Peak Energy to supply up to 4.75 GWh of sodium-ion batteries to Jupiter Power
Denver-based Peak Energy has announced a multi-year phased agreement with Jupiter Power, a US grid-scale battery storage developer and operator Jupiter Power. Under the deal, Peak Energy will supply up to 4.75 GWh of its sodium-ion battery energy storage systems for deployment between 2027 and 2030.
The first phase will see Peak deliver approximately 720 MWh of storage capacity in 2027- marking the largest announced single deployment of sodium-ion batteries to date. The agreement also includes an option for an additional 4 GWh through a capacity reservation covering 2028–2030. In total, the contract’s value could exceed $500 million, representing a major milestone both for Peak and for the broader stationary energy storage sector.
While sodium-ion technology is widely viewed as a more sustainable and lower-cost alternative to lithium-based chemistries – thanks to sodium’s abundance and low extraction cost – it still lags lithium iron phosphate (LFP) in cost-efficiency and performance, particularly as LFP prices continue to fall.
Peak Energy, however, claims its technology delivers the lowest operating cost of any energy storage technology on the market today. In an interview with ESS News earlier this year, Cameron Dales, the president and CCO at Peak Energy said: “If you look at the total cost of ownership over 20 years, these passive system innovations… allow us to deliver savings of up to $75/kWh on a net present value basis. That’s more than the cost of the cells themselves.”
Peak’s sodium-ion systems are designed for minimal degradation and lower maintenance, reducing the need for augmentation over a project’s lifetime.

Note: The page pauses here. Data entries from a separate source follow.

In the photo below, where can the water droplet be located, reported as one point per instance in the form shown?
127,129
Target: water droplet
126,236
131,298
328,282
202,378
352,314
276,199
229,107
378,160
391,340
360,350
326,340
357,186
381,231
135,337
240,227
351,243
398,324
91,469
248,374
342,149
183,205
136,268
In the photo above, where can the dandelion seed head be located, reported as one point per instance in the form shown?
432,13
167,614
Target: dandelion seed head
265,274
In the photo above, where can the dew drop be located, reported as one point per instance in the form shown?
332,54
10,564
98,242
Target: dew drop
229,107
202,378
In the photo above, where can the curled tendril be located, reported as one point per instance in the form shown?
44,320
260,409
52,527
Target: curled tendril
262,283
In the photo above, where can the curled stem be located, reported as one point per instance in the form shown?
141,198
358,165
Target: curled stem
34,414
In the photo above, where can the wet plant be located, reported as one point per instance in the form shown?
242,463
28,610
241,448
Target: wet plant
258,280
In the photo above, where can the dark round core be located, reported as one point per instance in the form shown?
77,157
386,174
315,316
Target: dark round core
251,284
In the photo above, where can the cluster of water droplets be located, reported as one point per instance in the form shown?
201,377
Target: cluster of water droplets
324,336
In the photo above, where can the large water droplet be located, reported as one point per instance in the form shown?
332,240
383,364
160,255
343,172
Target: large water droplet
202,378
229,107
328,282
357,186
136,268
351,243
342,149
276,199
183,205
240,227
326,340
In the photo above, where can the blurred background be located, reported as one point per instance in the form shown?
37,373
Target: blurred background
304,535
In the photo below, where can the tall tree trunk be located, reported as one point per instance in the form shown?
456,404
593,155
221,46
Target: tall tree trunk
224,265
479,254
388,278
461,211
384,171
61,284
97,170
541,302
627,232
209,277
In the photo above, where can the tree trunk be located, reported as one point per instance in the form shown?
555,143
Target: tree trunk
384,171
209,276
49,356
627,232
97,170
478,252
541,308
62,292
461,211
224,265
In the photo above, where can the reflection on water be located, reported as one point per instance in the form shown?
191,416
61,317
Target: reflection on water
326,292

The company’s fully passive cooling architecture eliminates active thermal management and other components that require frequent servicing, enabling safer operation and contributing to what Peak calls a market-leading total cost of ownership.
“From day one, we have believed that sodium-ion will be the winning technology for grid-scale storage, which is absolutely essential to meet increasing demand from hyperscalers and AI. Deploying the world’s largest sodium-ion energy storage system with one of the nation’s top independent power producers proves that sodium is ready for today and will dominate the future,” said Landon Mossburg, CEO and co-founder at Peak Energy.
The announcement follows Peak’s recent milestone: the commissioning of the first large-scale sodium-ion battery system in the US. Unveiled in July, the 3.5 MWh installation is now operating at the SolarTAC renewable energy test facility in Watkins, Colorado, and is run in collaboration with nine utilities and independent power producers.
Peak’s proprietary sodium–iron–phosphate–pyrophosphate (NFPP) chemistry underpins its technology. The fully passive system design eliminates active cooling and cuts auxiliary power use by up to 97%, which the company says translates to a 20% reduction in lifetime cost and 33% lower cell degradation over 20 years – yielding potential project savings exceeding $100 million.
Founded in 2023, Peak Energy emerged from stealth with a $10 million seed round, followed by a $55 million Series A in 2024 to scale production of its grid-scale sodium-ion systems. The company plans to break ground on its first US giga-scale manufacturing facility in 2027.
Peak’s ambitions echo those of Natron Energy, a California-based sodium-ion pioneer that had announced a $1.4 billion gigafactory project in North Carolina before ultimately ceasing operations in September.